Overview

Sym004 Versus Futuximab or Modotuximab in Patients With mCRC

Status:
Terminated

Trial end date:
2019-03-09

Target enrollment:
0

Participant gender:
All

Summary

This is a Phase 2, randomized, open-label, 3-arm trial in the ratio of 1:1:1 to either Sym004 (Arm A) versus each of its component monoclonal antibodies (mAbs), futuximab (Arm B) or modotuximab (Arm C), in genomically-selected patients with chemotherapy-refractory metastatic colorectal carcinoma (mCRC) and acquired resistance to anti-epidermal growth factor receptor (anti-EGFR) mAb therapy. The study is designed to evaluate the relative antitumor activity of each agent as assessed by imaging studies performed after 8 weeks of treatment.

Phase:

Phase 2

Accepts Healthy Volunteers?

Details

Lead Sponsor:

Symphogen A/S

Treatments:

Antibodies

Criteria

Inclusion Criteria:

- Male or female patients, ≥ 18 years of age at the time of obtaining informed consent.

- Histologically- or cytologically-confirmed mCRC.

- Microsatellite instability-high (MSI-H) / mismatch repair-deficient (dMMR) tumors must
have received prior therapy with pembrolizumab, nivolumab, or other programmed cell
death protein-1 (PD-1)/programmed death-ligand 1 (PD-L1) pathway blocker, and must
have progressed on that therapy.

- Meeting the protocol definition of TNmCRC assessed in the screening blood test.

- mCRC currently not amenable to surgical intervention due to either medical
contraindications or non-resectability of the tumor.
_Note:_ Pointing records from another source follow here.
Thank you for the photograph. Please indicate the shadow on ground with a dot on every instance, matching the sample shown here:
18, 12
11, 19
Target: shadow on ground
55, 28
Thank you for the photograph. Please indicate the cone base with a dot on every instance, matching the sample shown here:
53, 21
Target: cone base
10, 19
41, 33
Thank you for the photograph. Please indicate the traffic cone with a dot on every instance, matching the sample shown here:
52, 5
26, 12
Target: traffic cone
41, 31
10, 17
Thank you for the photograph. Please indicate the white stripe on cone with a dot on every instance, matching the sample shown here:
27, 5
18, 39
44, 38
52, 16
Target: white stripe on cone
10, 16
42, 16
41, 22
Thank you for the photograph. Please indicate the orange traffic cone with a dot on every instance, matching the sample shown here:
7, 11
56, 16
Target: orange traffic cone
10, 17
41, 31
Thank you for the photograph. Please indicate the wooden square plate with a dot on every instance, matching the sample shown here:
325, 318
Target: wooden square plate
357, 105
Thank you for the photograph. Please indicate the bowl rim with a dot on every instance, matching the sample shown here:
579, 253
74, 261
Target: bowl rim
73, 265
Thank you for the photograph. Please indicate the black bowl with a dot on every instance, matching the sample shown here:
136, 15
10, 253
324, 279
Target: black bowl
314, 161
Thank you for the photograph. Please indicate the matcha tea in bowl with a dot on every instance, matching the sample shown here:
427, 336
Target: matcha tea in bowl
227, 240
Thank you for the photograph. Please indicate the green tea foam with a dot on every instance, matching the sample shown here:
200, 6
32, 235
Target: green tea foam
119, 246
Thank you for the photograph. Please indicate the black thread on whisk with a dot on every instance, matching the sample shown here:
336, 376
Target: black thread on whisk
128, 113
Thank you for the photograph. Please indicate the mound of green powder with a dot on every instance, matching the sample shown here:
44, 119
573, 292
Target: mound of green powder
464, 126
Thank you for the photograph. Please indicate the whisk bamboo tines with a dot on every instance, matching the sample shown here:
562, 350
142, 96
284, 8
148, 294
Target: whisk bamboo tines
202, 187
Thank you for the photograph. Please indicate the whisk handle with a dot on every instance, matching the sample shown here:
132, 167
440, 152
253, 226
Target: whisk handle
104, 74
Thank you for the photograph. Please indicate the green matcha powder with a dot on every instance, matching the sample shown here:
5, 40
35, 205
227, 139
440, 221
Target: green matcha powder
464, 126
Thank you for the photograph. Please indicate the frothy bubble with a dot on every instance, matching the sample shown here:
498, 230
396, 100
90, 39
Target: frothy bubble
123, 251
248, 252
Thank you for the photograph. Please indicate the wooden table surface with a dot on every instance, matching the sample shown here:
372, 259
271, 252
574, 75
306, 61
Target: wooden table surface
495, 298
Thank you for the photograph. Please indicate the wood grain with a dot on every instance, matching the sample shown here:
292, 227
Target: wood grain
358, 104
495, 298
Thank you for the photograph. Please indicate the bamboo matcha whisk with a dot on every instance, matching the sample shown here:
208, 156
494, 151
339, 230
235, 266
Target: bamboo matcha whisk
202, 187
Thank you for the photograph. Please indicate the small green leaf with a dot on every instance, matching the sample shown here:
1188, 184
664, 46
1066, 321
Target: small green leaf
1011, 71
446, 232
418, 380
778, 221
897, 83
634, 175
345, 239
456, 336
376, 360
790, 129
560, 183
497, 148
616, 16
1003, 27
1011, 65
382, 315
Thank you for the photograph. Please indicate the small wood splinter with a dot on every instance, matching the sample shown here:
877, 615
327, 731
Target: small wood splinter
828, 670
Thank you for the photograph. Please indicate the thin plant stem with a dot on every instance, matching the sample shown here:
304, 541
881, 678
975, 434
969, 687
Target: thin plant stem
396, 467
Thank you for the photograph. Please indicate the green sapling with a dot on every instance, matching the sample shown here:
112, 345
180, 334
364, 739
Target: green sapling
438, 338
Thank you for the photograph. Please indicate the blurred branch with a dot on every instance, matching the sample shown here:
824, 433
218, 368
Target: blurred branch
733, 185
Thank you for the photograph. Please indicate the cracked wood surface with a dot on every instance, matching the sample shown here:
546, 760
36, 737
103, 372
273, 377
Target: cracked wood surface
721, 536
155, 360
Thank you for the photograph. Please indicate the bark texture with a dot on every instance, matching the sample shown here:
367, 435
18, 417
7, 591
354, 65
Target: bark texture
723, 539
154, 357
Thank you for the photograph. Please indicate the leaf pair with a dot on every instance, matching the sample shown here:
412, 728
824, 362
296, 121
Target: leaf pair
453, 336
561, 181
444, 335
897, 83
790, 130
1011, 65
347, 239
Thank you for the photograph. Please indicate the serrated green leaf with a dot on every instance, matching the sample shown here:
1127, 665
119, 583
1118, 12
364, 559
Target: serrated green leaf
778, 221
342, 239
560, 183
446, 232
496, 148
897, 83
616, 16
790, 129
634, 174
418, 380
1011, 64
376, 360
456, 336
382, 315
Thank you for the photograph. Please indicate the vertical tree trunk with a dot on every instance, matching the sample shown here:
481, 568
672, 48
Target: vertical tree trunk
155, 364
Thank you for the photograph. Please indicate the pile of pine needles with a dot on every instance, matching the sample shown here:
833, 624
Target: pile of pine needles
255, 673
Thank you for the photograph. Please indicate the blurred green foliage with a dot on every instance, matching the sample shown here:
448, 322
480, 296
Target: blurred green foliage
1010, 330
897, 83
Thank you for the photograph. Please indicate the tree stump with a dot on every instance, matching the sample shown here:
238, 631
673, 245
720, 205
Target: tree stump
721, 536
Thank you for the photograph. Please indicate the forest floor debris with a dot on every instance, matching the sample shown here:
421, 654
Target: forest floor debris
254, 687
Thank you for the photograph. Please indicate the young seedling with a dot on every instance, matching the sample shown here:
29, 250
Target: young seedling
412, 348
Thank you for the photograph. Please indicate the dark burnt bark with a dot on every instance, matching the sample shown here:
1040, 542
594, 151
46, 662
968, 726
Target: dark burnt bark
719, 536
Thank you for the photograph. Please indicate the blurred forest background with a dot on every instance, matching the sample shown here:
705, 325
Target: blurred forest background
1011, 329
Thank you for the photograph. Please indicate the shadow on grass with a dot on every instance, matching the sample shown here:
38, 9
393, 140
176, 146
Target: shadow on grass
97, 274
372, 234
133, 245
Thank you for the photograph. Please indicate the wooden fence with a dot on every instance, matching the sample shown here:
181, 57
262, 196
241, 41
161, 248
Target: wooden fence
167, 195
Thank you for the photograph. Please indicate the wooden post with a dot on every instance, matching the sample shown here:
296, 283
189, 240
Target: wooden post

- Measurable disease according to RECIST v1.1, and willingness to undergo a total of 2
biopsies of a primary or metastatic tumor site(s) considered safely accessible for
biopsy.

- Must have received at least 2 prior regimens of standard chemotherapy for mCRC and
must have been refractory to or failed (includes intolerance to) those regimens. Prior
standard chemotherapy may not have included TAS-102 or regorafenib, but must have
included agents as specified in the protocol.

- "Acquired" resistance to commercially available anti-EGFR mAbs approved for the
treatment of mCRC must have:

1. Received treatment with an anti-EGFR for ≥16 weeks

2. Progressive disease (PD) documented by imaging or clinical findings less than or
equal to 6 calendar months after cessation of previous anti-EGFR mAb treatment

3. No more than 6 calendar months from last dose of previous anti-EGFR mAb treatment
to date of consent for this trial (regardless of the line of therapy in which it
was used)

- Eastern Cooperative Oncology Group (ECOG) performance status (PS) of 0 or 1

- Not of childbearing potential or who agree to use a highly effective method of
contraception during the study beginning within 2 weeks prior to the first dose and
continuing until 3 months after the last dose of study drug.

Exclusion Criteria:

- Women who are pregnant or lactating or intending to become pregnant before, during, or
within 3 months after the last dose of study drug.

- Prior history of specific mutations (specified in the protocol) in the tumor at the
time of any previous assessment.

- Known, untreated central nervous system (CNS) or leptomeningeal metastases, or spinal
cord compression; patients with any of these not controlled by prior surgery or
radiotherapy, or patients with symptoms suggesting CNS involvement for which treatment
is required

- An active second malignancy or history of another malignancy within the last 5 years,
with exceptions.

- Active thrombosis, or a history of deep vein thrombosis (DVT) or pulmonary embolism
(PE) within 4 weeks prior to first administration of study drug unless adequately
treated and considered by the Investigator to be stable.

- Active uncontrolled bleeding or a known bleeding diathesis

- Known clinically significant cardiovascular disease or condition.

- Non-healing wounds on any part of the body.

- Significant gastrointestinal abnormality.

- Skin rash > Grade 1 from prior anti-EGFR therapy at the time of randomization.

- Unresolved > Grade 1 toxicity associated with any prior antineoplastic therapy

Drugs and Other Treatments Exclusion Criteria:

- Prior treatment with TAS-102 or regorafenib

- Any antineoplastic agent for the primary malignancy (standard or investigational)
without delayed toxicity within 4 weeks prior to first administration of IMP and
during study with exceptions

- Any other investigational treatments within 4 weeks prior to and during study;
includes participation in any medical device or other therapeutic intervention
clinical trials

- Radiotherapy as specified in the protocol

- Immunosuppressive or systemic hormonal therapy (> 10 mg daily prednisone equivalent)
within 2 weeks prior to first administration of IMP and during study; allowed
therapies are specified in the protocol.